Chinese electric vehicle maker Nio on Thursday announced the sale of $235 million in convertible bonds to fund its operations. Its shares fell 3.9% by market close during a tumultuous week for global markets.

Why it matters: Proceeds from the offering will relieve near-term cash flow pressures. The company continues to operate in the red even as it nears a major investment from a city-level government.

  • Nio last week confirmed it has been in talks with the government of Hefei in eastern Anhui province for a financing project of more than RMB 10 billion ($1.4 billion).
  • The two parties expect to close the deal in two months, Chinese media reported citing founder William Li.

Details: Nio is raising $235 million via convertible notes from several unnamed Asia-based investment funds.
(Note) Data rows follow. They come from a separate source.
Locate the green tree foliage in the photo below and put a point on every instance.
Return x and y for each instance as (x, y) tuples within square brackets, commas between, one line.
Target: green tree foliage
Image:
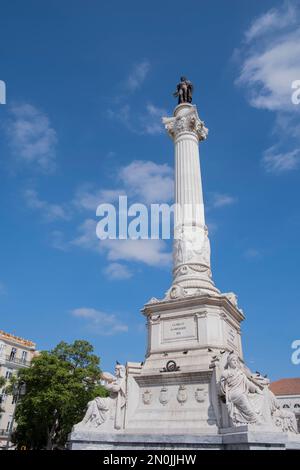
[(58, 385)]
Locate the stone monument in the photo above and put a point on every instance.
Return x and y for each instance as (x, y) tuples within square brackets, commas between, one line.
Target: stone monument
[(193, 390)]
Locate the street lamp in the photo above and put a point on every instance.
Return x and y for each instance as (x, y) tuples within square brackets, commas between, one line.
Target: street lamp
[(18, 391)]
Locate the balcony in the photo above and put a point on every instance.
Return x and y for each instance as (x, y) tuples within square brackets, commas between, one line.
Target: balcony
[(17, 361)]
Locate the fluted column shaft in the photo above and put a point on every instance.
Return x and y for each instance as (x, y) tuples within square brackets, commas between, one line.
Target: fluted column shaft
[(191, 252)]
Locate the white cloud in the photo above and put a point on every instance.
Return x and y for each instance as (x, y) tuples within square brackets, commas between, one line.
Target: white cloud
[(88, 197), (100, 322), (145, 122), (49, 212), (268, 73), (31, 137), (137, 75), (150, 252), (270, 63), (221, 200), (144, 181), (275, 162), (87, 237), (117, 271)]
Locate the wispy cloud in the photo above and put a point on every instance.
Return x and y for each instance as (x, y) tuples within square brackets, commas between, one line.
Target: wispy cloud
[(88, 197), (117, 272), (49, 212), (252, 253), (270, 63), (275, 162), (100, 322), (32, 138), (143, 122)]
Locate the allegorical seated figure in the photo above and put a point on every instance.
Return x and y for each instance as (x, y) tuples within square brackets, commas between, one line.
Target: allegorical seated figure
[(242, 396), (184, 91), (107, 413), (249, 399)]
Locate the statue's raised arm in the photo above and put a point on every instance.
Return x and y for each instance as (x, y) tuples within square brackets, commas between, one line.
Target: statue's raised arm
[(184, 91), (107, 412)]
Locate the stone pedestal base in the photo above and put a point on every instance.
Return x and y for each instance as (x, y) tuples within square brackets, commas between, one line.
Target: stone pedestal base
[(231, 439)]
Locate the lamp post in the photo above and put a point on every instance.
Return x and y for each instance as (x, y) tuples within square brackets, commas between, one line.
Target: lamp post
[(18, 391)]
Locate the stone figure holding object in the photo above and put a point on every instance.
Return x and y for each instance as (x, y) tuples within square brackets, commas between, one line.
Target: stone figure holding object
[(249, 399), (107, 413), (239, 391), (184, 91)]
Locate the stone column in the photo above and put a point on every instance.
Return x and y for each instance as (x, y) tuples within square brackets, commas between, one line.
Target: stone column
[(191, 250)]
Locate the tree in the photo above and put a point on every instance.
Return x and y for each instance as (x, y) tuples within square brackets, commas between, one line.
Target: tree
[(59, 384), (2, 383)]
The notes will bear zero interest and expire in March 5, 2021, according to an announcement released Thursday.

  • Nio expects to close the deal no later than March 11. The notes will be convertible into company shares at $3.50 per American Depositary Share (ADS) after about six months.
  • The China-based EV company has used convertible bonds to raise a total $435 million in two separate rounds from four Asia-based funds this year alone.
  • Nio is pivoting its funding strategies during a prolonged capital winter, raising small amounts from multiple investors which help it sustain with short-term funds and disperse risks for investors, analysts at investment bank China International Capital Corporation (CICC) said (in Chinese) last month.
  • The CICC analysts said that Nio’s fundamentals are improving, and short-term funds could relieve operating pressures before cornerstone investors join in. CICC last week raised the Nio target price from $3.10 to $4.10, after Nio revealed its funding project with the Hefei government.
  • Others remain skeptical about Nio’s chances of success, including Citi analyst Jeff Chung, who earlier this week downgraded Nio’s shares to neutral from buy with price target reduced by a third to $4.30.
  • “The collaboration will require Nio to spend a portion of the cash injection on the headquarters move, which may put the company under more pressure in case of prolonged sales weakness,” Chung wrote.
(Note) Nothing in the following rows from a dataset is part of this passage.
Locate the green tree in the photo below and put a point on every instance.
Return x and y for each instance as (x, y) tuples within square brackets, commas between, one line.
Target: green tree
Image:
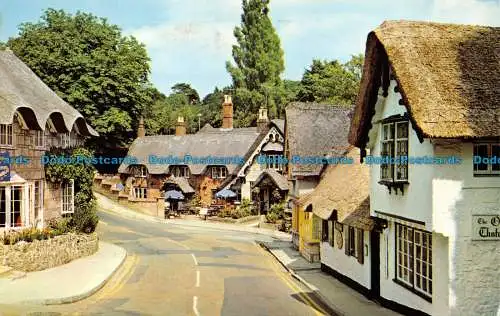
[(258, 64), (188, 91), (88, 62), (332, 82)]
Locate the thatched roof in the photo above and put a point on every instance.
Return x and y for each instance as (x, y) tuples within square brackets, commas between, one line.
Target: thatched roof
[(21, 90), (182, 183), (447, 75), (216, 144), (278, 179), (344, 189), (313, 130)]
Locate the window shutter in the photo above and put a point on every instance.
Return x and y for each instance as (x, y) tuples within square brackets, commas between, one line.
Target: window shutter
[(347, 247), (360, 246)]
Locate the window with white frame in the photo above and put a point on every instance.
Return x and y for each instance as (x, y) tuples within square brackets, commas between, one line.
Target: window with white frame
[(39, 139), (68, 197), (394, 146), (6, 134), (65, 140), (483, 160), (38, 201), (180, 171), (414, 258), (16, 206), (140, 193), (219, 172), (272, 162)]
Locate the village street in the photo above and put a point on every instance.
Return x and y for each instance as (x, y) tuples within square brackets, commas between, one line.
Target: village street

Context: Nio’s third quarter earnings beat forecasts with a 25% year-on-year increase in revenue and net losses narrowed by 10% from a year earlier.

  • The Chinese EV maker accumulated net losses of more than RMB 8.4 billion ($1.2 billion) in the first nine months of 2019, with net cash of $274 million as of September.
  • Goldman Sachs estimated another cash outflow of RMB 14 billion before it could achieve breakeven in 2023.